Fun times writing data query languages

(who knew spreadsheets could be such fun, my peeps)

7 min readAug 7, 2017

I thought I would write something that described my experience implementing an innovative data query language in Hypernumbers (a next generation spreadsheet) which I designed with some help from Phil Wadler who was on our advisory board.

This design greatly influenced my understanding of how to use CRDTs in a query language design at Basho — the query language being a sub-set of standard SQL.

The background

I won’t give you the whole history of Hypernumbers, only those bits relevant to the data query language.

Primarily we wanted to make the internet programmable by allowing people to put functions into URLs, functions that could consume other URLs.

You could PUT a function into a URL and the GET the URL and it would be the result of evaluating that function:

PUT the expression = 1 + 2
GET the result 3

This can be extended to functions:

PUT the expression =sum(1, 2)
GET the results 3

But critically the function could take arguments which could in turn be other URLs — voila the user-programmable internet.

Conventionally the URLs were organised in sets like:

/some/page/A1
/some/page/A2

Doing a PUT with =sum(A1:A2) into the URL http://example.com/some/page/A3 would be equivalent to =sum(http://example.com/some/page/A1, http://example.com/some/page/A2 or using a URL that represents an array of URLs http://example.com/some/page/A1:A2.

Permissions were conventionally applied at the collection URL (or in spreadsheet parlance the page level not the cell level) eg http://example.com/some/page/

In this world a URL then can be made to represent an arbritary n-dimensional hypercube of data and we needed a mechanism to query that hypercube — and ways to apply structure to it, to make it even queryable in any realistic sense.

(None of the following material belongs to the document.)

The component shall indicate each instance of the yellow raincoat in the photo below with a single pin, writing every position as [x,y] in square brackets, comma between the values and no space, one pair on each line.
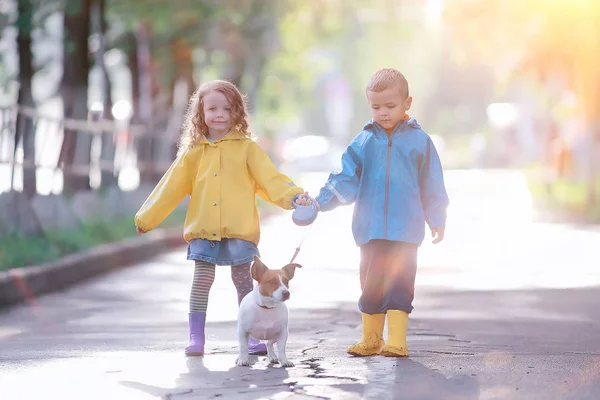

Which is where the data query language comes in.

Hypernumbers was not a spreadsheet like any you know — it had some unusual behaviour — which I won’t labour here. If you are interested here is a video of me building a call centre using the create.phone(...) function to create a softphone in the spreadsheet.

(If you are very interested you could read the manual but I don’t think you are maybe?)

As you were — back to the spreadsheets…

Spreadsheets are a come-from expression-based functional programming language.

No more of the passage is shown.